# free drawings



## sbrit94 (Aug 1, 2013)

I have drawn a few bettas, One at request.
Can be seen in my other thread

But I would like to draw some more...
so please give a picture if you would like me to try your fish


----------



## lilnaugrim (Mar 27, 2013)

You can draw my boy Aero if you'd like to ;-) he's a true turquoise (not green) Dragon Scale PK boy ^_^


----------



## sbrit94 (Aug 1, 2013)

Yes I can draw him. But Like I have to say, I only work with markers right now, so I don't have turquoise. But, I will try my best.


----------



## sbrit94 (Aug 1, 2013)

do you have a side view of your betta?


----------



## lilnaugrim (Mar 27, 2013)

That's fine, he doesn't have to be colored or anything if you don't want ^_^ or a regular blue will be fine.
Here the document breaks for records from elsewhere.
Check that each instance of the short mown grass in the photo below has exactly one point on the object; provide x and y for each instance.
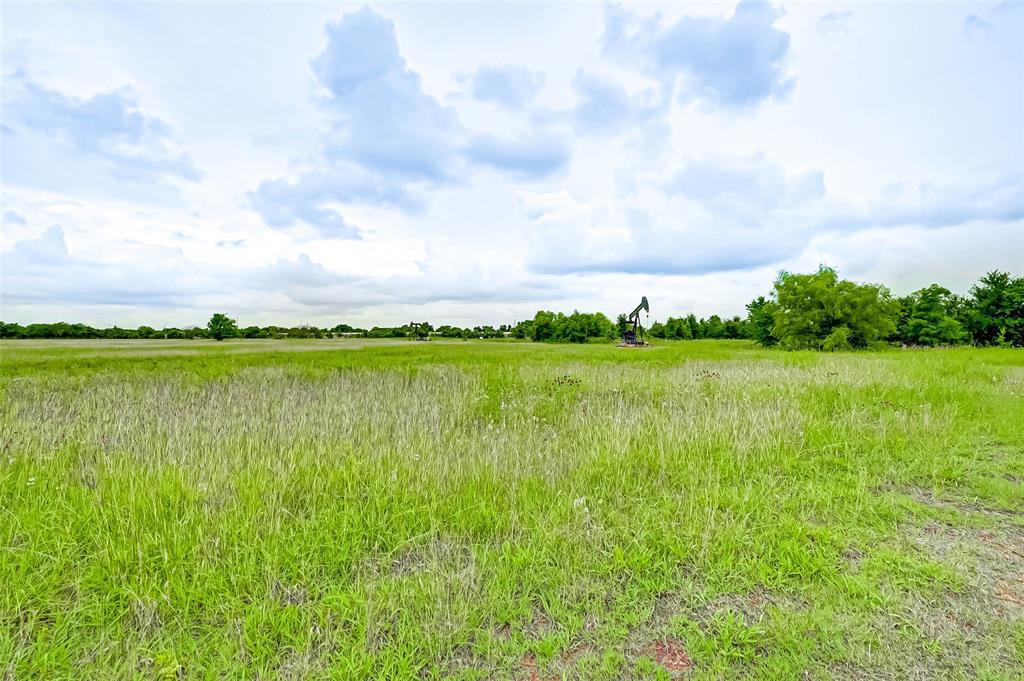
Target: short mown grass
(475, 510)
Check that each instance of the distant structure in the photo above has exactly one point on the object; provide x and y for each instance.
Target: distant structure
(633, 337)
(420, 330)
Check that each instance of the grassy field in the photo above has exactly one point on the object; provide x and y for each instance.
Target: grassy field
(473, 510)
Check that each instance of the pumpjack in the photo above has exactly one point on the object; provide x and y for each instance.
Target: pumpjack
(634, 337)
(419, 330)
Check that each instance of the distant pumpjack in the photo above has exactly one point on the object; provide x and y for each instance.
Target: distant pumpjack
(634, 337)
(420, 330)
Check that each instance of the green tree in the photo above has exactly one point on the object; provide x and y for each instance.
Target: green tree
(820, 306)
(220, 327)
(761, 321)
(929, 322)
(998, 309)
(543, 327)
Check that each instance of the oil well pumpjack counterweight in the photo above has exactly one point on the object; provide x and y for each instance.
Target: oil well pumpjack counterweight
(634, 335)
(419, 330)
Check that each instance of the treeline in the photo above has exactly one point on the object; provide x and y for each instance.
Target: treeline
(816, 310)
(221, 331)
(821, 311)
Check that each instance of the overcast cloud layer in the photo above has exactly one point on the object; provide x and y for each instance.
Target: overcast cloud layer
(326, 163)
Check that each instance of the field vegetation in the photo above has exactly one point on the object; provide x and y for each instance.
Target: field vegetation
(475, 510)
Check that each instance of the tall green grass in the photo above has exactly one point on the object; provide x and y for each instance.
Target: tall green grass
(480, 510)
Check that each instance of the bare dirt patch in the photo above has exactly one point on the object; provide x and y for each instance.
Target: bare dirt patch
(671, 653)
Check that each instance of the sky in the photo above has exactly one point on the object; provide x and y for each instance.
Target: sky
(472, 163)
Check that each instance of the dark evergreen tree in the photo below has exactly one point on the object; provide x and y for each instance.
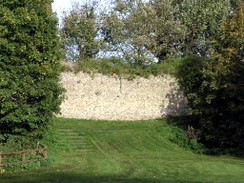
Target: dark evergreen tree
(214, 88)
(30, 92)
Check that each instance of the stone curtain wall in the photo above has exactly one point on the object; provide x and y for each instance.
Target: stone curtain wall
(113, 98)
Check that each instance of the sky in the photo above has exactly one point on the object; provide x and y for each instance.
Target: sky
(61, 5)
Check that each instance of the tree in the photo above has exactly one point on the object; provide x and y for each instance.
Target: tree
(143, 31)
(30, 92)
(214, 88)
(79, 32)
(202, 19)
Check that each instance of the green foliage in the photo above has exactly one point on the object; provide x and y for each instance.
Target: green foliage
(202, 20)
(214, 92)
(30, 92)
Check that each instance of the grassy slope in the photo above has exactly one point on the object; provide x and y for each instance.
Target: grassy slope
(124, 151)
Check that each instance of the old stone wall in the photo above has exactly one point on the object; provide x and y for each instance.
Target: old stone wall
(114, 98)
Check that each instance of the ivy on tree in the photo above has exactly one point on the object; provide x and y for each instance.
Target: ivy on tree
(30, 92)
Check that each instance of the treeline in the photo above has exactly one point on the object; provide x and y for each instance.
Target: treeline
(207, 35)
(141, 31)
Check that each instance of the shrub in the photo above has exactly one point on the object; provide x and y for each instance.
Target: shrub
(30, 92)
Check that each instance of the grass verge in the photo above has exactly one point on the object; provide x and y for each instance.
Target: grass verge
(125, 151)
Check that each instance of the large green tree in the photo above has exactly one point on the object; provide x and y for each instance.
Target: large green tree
(30, 92)
(202, 19)
(214, 88)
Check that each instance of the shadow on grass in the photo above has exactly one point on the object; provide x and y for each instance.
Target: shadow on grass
(64, 177)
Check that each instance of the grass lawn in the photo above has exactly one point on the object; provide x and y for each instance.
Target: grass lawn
(125, 152)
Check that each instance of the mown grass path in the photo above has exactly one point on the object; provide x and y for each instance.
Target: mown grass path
(134, 152)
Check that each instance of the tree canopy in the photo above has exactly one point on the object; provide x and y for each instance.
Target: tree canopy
(30, 92)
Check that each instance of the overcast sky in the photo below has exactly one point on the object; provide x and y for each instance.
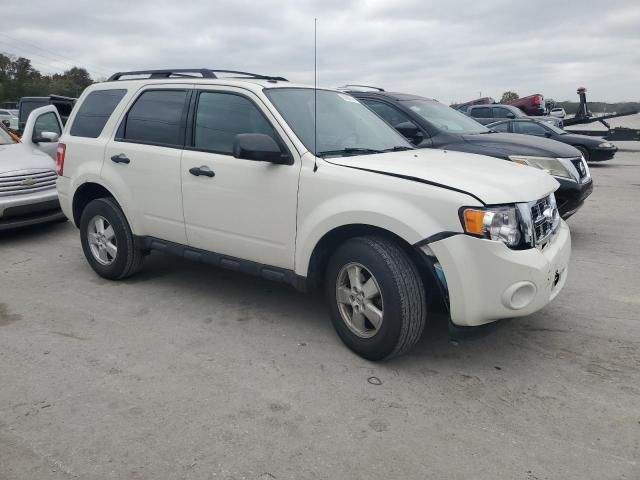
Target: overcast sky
(447, 49)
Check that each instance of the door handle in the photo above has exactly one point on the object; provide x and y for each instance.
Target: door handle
(120, 158)
(203, 170)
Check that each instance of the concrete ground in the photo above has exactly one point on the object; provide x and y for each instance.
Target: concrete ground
(187, 372)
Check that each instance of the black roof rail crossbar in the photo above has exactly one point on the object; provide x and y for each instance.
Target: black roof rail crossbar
(347, 87)
(189, 73)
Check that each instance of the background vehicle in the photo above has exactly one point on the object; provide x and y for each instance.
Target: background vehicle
(593, 149)
(64, 105)
(10, 117)
(533, 105)
(427, 123)
(28, 173)
(308, 187)
(492, 113)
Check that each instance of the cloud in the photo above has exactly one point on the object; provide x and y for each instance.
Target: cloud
(449, 50)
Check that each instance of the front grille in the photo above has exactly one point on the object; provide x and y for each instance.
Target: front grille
(544, 219)
(34, 181)
(581, 167)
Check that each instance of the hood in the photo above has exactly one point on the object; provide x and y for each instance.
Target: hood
(491, 180)
(19, 156)
(504, 144)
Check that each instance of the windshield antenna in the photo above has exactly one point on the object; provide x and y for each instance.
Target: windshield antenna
(315, 94)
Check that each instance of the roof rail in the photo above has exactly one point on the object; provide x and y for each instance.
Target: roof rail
(350, 86)
(178, 73)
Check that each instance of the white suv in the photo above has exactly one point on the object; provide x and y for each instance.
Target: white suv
(311, 188)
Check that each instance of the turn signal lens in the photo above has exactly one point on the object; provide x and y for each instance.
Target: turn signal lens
(474, 221)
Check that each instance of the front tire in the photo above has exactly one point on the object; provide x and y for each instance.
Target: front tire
(376, 297)
(107, 240)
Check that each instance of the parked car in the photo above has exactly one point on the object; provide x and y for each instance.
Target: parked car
(9, 119)
(492, 113)
(311, 188)
(533, 105)
(593, 149)
(427, 123)
(28, 173)
(64, 105)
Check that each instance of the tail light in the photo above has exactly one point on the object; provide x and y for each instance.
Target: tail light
(60, 153)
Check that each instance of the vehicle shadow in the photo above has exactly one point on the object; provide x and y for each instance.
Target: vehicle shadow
(33, 231)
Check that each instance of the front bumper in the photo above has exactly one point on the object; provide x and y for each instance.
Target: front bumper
(487, 281)
(29, 209)
(602, 154)
(571, 195)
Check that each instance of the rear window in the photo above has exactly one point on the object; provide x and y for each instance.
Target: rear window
(95, 112)
(156, 118)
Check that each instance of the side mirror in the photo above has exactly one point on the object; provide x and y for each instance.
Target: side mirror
(259, 147)
(408, 129)
(45, 137)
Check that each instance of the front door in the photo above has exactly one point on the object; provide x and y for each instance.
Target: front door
(245, 209)
(142, 161)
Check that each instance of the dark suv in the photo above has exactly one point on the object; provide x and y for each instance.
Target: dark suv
(427, 123)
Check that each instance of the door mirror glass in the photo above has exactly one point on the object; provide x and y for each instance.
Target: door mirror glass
(409, 130)
(259, 147)
(46, 137)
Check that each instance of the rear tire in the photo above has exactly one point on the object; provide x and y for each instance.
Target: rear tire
(376, 297)
(107, 240)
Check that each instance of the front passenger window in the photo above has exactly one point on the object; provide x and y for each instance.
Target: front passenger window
(221, 116)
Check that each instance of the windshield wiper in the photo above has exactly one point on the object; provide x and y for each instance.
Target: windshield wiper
(398, 148)
(349, 150)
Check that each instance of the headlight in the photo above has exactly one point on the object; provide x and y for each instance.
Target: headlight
(552, 166)
(494, 223)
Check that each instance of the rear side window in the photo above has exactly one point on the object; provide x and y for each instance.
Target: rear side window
(94, 112)
(221, 116)
(482, 112)
(47, 122)
(500, 127)
(156, 118)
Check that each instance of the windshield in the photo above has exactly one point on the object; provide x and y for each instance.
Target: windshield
(344, 125)
(445, 118)
(5, 138)
(553, 128)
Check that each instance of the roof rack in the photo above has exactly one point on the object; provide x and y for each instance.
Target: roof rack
(178, 73)
(350, 86)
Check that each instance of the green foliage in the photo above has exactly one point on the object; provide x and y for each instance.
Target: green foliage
(509, 96)
(18, 78)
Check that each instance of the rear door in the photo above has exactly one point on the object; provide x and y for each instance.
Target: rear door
(245, 209)
(142, 160)
(43, 129)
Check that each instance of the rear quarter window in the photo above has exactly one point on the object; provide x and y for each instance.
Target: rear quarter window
(95, 111)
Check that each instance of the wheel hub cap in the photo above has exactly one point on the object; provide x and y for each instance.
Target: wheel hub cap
(359, 300)
(102, 240)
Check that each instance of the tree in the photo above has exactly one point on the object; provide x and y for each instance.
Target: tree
(18, 78)
(509, 96)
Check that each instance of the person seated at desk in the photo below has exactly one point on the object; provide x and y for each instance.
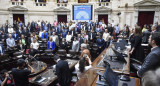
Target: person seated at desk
(51, 44)
(44, 35)
(15, 36)
(10, 42)
(35, 44)
(68, 37)
(1, 50)
(63, 44)
(85, 51)
(81, 66)
(152, 60)
(4, 78)
(21, 74)
(62, 71)
(24, 42)
(137, 50)
(32, 51)
(100, 43)
(75, 45)
(20, 46)
(151, 78)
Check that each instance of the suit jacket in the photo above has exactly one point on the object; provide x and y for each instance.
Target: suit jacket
(100, 42)
(42, 37)
(10, 42)
(151, 61)
(52, 44)
(63, 46)
(2, 49)
(93, 36)
(26, 33)
(74, 33)
(19, 47)
(15, 37)
(63, 73)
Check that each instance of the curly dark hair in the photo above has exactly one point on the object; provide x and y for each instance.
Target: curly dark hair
(156, 38)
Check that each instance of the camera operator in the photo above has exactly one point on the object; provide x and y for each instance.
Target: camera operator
(20, 74)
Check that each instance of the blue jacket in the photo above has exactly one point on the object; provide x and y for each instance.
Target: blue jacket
(53, 45)
(43, 36)
(15, 38)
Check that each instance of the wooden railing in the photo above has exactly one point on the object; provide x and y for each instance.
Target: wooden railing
(62, 4)
(17, 3)
(104, 3)
(41, 3)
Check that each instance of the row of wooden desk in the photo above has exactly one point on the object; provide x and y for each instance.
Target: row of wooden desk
(90, 77)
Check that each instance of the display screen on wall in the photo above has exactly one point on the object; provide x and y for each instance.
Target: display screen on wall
(82, 12)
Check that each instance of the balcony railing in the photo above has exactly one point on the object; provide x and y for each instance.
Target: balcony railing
(17, 2)
(40, 3)
(103, 3)
(62, 4)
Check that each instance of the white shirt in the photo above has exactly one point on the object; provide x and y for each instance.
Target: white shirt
(35, 45)
(68, 38)
(79, 74)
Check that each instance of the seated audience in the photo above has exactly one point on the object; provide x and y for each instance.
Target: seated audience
(137, 51)
(5, 78)
(44, 35)
(81, 66)
(85, 51)
(62, 71)
(51, 44)
(63, 44)
(151, 78)
(152, 59)
(35, 44)
(15, 36)
(1, 50)
(75, 45)
(10, 42)
(21, 74)
(20, 46)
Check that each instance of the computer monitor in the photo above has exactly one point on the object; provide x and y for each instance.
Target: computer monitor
(119, 56)
(110, 76)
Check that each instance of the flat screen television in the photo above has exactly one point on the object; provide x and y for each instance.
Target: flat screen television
(82, 12)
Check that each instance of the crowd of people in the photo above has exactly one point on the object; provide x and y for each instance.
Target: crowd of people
(77, 36)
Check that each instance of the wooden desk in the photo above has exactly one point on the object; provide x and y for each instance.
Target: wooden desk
(126, 69)
(90, 77)
(50, 75)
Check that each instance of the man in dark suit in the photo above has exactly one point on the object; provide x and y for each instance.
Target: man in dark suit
(110, 29)
(15, 36)
(92, 36)
(19, 31)
(25, 32)
(152, 60)
(44, 35)
(72, 32)
(62, 71)
(4, 29)
(1, 50)
(3, 36)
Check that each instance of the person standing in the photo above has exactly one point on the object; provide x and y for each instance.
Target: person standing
(20, 74)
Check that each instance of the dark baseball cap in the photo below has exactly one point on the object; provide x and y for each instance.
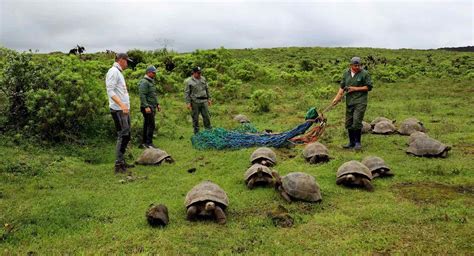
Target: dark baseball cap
(122, 55)
(355, 60)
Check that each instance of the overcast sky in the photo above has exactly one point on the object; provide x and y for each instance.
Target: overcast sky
(119, 25)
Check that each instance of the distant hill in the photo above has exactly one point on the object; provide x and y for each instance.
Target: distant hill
(459, 49)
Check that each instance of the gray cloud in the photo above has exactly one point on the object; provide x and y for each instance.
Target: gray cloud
(51, 25)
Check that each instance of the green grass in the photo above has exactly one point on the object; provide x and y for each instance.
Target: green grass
(65, 199)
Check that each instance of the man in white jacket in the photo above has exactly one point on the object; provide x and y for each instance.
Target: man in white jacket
(119, 104)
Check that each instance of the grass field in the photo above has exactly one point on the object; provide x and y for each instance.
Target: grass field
(66, 199)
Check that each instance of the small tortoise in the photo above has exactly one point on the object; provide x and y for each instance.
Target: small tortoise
(428, 147)
(366, 127)
(378, 119)
(316, 153)
(206, 200)
(354, 173)
(157, 215)
(416, 135)
(298, 186)
(154, 156)
(241, 119)
(258, 174)
(377, 166)
(384, 127)
(411, 125)
(263, 155)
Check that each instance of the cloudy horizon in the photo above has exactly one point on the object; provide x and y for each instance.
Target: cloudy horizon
(52, 25)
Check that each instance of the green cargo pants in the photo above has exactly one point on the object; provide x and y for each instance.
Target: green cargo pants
(354, 116)
(200, 108)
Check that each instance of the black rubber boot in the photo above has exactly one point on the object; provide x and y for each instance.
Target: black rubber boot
(351, 140)
(357, 137)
And that's about as side view as he get's, he don't stop for nothing >.< sorry.


----------



## sbrit94 (Aug 1, 2013)

Betta before the ink









Betta after ink


----------



## lilnaugrim (Mar 27, 2013)

Cute!!! I love it! Thank you! :-D


----------



## sbrit94 (Aug 1, 2013)

Your welcome.
It turned out more blue than I'd like
But its my favorite coloring by far


----------



## sbrit94 (Aug 1, 2013)

That extra thick line at the top of his head is a mess up, but I don't have white out, so please ignore that


----------



## lilnaugrim (Mar 27, 2013)

Oh aha, that's okay! I don't mind ^_^ :-D


----------



## sbrit94 (Aug 1, 2013)

alright awesome


----------



## sbrit94 (Aug 1, 2013)

Betta I drew for someone, but I wanted to fix it up a little better, so I added more blue in the fins


----------



## mybabyjets (Jun 4, 2013)

i like it thank you


----------



## sbrit94 (Aug 1, 2013)

your very welcome. I love drawing/coloring


----------



## TheTrojanBetta (Jul 4, 2013)

If you'd like to try Odysseus or Penelope feel free! Your drawings are so pretty. 

Odysseus:


Penelope:


----------



## sbrit94 (Aug 1, 2013)

Of course. Odysseus has beautiful color and Penelope is adorable


----------



## TheTrojanBetta (Jul 4, 2013)

Alright, thanks so much! Definitely looking forward to it.


----------



## sbrit94 (Aug 1, 2013)

OK so here is Odysseus without and then with color


















Here is Penelope, she was really hard to do.


----------



## sbrit94 (Aug 1, 2013)

The head of Odysseus looks really dark, sorry about that.


----------



## TheTrojanBetta (Jul 4, 2013)

Wow, they look awesome! Don't worry about it, his head is really dark colored in person. Yeah, I imagine Penelope would be hard to color, seeing as her body is transparent. You did a great job, I really like them. Thank you.


----------



## sbrit94 (Aug 1, 2013)

It's no problem i'm happy you like them. I think the drawing w/o color is amazing to me.


----------



## Indigo Betta (Sep 27, 2012)

are you still taking more requests? if you are would you be able to draw Ellis Please?


----------



## Indigo Betta (Sep 27, 2012)

here's another photo of Ellis from the front and one that shows his tail better


----------



## sbrit94 (Aug 1, 2013)

He's a gorgeous EE . I can draw it but I'm away from home. So it may take a while.


----------



## Indigo Betta (Sep 27, 2012)

Thank you  I don't mind waiting a while.


----------



## sbrit94 (Aug 1, 2013)

Ok here is Ellis
w/o ink










Last pic w/o ink and the best


----------



## Indigo Betta (Sep 27, 2012)

sbrit94 said:


> Ok here is Ellis
> w/o ink
> 
> 
> ...



Awesome you did two pictures of him:-D I love them Thank You:yourock:


----------



## sbrit94 (Aug 1, 2013)

Just worked on a betta I may be getting soon DD


----------



## redthebetta (Aug 11, 2013)

Wow! You are amazing at drawing!


----------



## sbrit94 (Aug 1, 2013)

Oh thank you so much. Do you have a betta you would like me to do?


----------



## sbrit94 (Aug 1, 2013)

Here's a pic of a piece I did for a friend here.


----------